🎯 This is the DPO-optimized version of the base model TraVisionLM-base.

When compared to the base model, the DPO version answers questions more accurately, truthfully, and with greater detail.

🤖 What is Direct Preference Optimization (DPO)?

Direct Preference Optimization is a technique used to align a model’s behavior with human preferences. The process works by showing the model several possible answers to a question and training it to favor the response preferred by humans. This leads to more reliable and truthful responses, as the model learns not only from raw data but also from user feedback. DPO helps to minimize hallucinations and improves the quality and accuracy of the model’s answers.

🚀 Model demo: TRaVisionLM-DPO-Demo

📚 Visual Language Model DPO Training Notebook: Colab Notebook

Model Description

Developed by: ucsahin
Model type: Image-Text-to-Text
Language(s) (NLP): Turkish
License: Apache license 2.0

English

🎉 Introducing TraVisionLM: The First of Its Kind! 🚀

🌟 This is a very fast and small (only 875M parameters) visual language model on Hugging Face that responds to Turkish instructions given an image input! 🌟

✨ Developed compatible with the Transformers library, TRaVisionLM is a breeze to load, fine-tune, and use for lightning-fast inferences—all without needing any external libraries! ⚡️

Ready to experience the Turkish visual language model? Let's go! 🇹🇷🖼️🤖

Türkçe

🎉 TraVisionLM: Türünün İlk Örneği! 🚀

🌟 Çok hızlı ve küçük boyutlu (sadece 875M parametre) Türkçe görsel dil modeli! Bir görüntü ve Türkçe talimat verildiğinde Türkçe yanıt üretir! 🌟

✨ Transformers kütüphanesi ile uyumlu olarak geliştirilen TraVisionLM modeli ile, yükleme, eğitme ve dış kütüphaneler kullanmadan hızlı sonuçlar almak çok kolay! ⚡️

Türkçe görsel dil modelini deneyimlemeye hazır mısınız? Hadi başlayalım! 🇹🇷🖼️🤖

How to Get Started with the Model

In Transformers, you can load the model and inference as follows:

IMPORTANT NOTE: TraVisionLM model is not yet integrated natively into the Transformers library. So you need to set trust_remote_code=True when loading the model. It will download the configuration_travisionlm.py, modeling_travisionlm.py and processing_travisionlm.py files from the repo. You can check out the content of these files under the Files and Versions tab and pin the specific versions if you have any concerns regarding malicious code.

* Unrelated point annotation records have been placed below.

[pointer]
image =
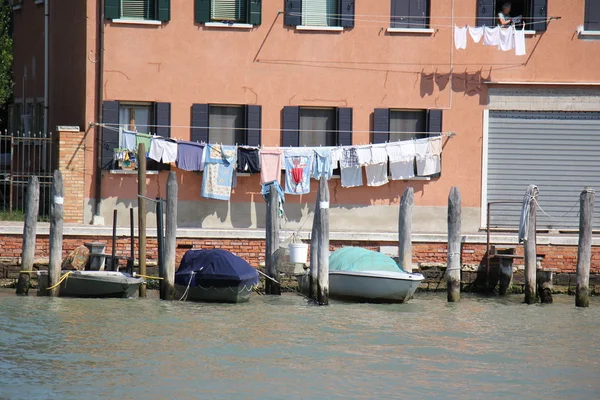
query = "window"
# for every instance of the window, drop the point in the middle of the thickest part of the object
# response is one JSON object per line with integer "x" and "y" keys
{"x": 412, "y": 14}
{"x": 316, "y": 126}
{"x": 592, "y": 15}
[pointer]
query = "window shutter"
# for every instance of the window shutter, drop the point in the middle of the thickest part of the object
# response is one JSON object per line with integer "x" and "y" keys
{"x": 486, "y": 13}
{"x": 291, "y": 125}
{"x": 381, "y": 125}
{"x": 434, "y": 121}
{"x": 592, "y": 15}
{"x": 253, "y": 125}
{"x": 347, "y": 13}
{"x": 164, "y": 10}
{"x": 202, "y": 11}
{"x": 254, "y": 12}
{"x": 110, "y": 134}
{"x": 162, "y": 118}
{"x": 199, "y": 123}
{"x": 344, "y": 126}
{"x": 293, "y": 12}
{"x": 539, "y": 9}
{"x": 112, "y": 9}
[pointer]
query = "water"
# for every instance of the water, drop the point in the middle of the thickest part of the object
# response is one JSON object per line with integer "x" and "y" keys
{"x": 275, "y": 348}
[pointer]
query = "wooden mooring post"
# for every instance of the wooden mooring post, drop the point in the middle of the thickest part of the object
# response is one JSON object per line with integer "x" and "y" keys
{"x": 530, "y": 246}
{"x": 56, "y": 233}
{"x": 142, "y": 213}
{"x": 272, "y": 242}
{"x": 454, "y": 245}
{"x": 32, "y": 206}
{"x": 584, "y": 250}
{"x": 405, "y": 229}
{"x": 167, "y": 284}
{"x": 323, "y": 243}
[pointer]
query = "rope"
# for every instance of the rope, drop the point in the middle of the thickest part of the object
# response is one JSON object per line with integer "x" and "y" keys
{"x": 62, "y": 278}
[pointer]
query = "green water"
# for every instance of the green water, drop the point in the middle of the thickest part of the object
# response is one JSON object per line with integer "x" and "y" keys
{"x": 281, "y": 348}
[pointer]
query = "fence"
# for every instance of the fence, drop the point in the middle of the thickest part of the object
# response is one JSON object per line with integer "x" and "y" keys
{"x": 22, "y": 156}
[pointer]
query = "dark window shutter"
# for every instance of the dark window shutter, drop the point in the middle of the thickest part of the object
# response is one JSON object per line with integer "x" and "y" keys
{"x": 291, "y": 125}
{"x": 110, "y": 134}
{"x": 199, "y": 123}
{"x": 539, "y": 9}
{"x": 344, "y": 126}
{"x": 592, "y": 15}
{"x": 381, "y": 125}
{"x": 202, "y": 11}
{"x": 254, "y": 12}
{"x": 163, "y": 12}
{"x": 293, "y": 12}
{"x": 162, "y": 118}
{"x": 434, "y": 121}
{"x": 253, "y": 125}
{"x": 486, "y": 14}
{"x": 347, "y": 13}
{"x": 112, "y": 9}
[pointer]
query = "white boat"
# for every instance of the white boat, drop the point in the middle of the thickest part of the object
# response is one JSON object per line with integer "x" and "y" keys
{"x": 93, "y": 284}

from transformers import AutoModelForCausalLM, AutoProcessor
import torch
import requests 
from PIL import Image

model = AutoModelForCausalLM.from_pretrained('ucsahin/TraVisionLM-DPO', trust_remote_code=True, device_map="cuda")
# you can also load the model in bfloat16 or float16
# model = AutoModelForCausalLM.from_pretrained('ucsahin/TraVisionLM-DPO', trust_remote_code=True, torch_dtype=torch.bfloat16, device_map="cuda")
processor = AutoProcessor.from_pretrained('ucsahin/TraVisionLM-DPO', trust_remote_code=True)

image = Image.open("galata.jpg").convert("RGB")

prompt = "Resimde gösterilen yapı hangi şehirdedir?"  # short caption
# prompt = "Detaylı açıkla"  # detailed caption
# prompt = "Kısaca açıkla" # short caption

inputs = processor(text=prompt, images=image, return_tensors="pt").to("cuda")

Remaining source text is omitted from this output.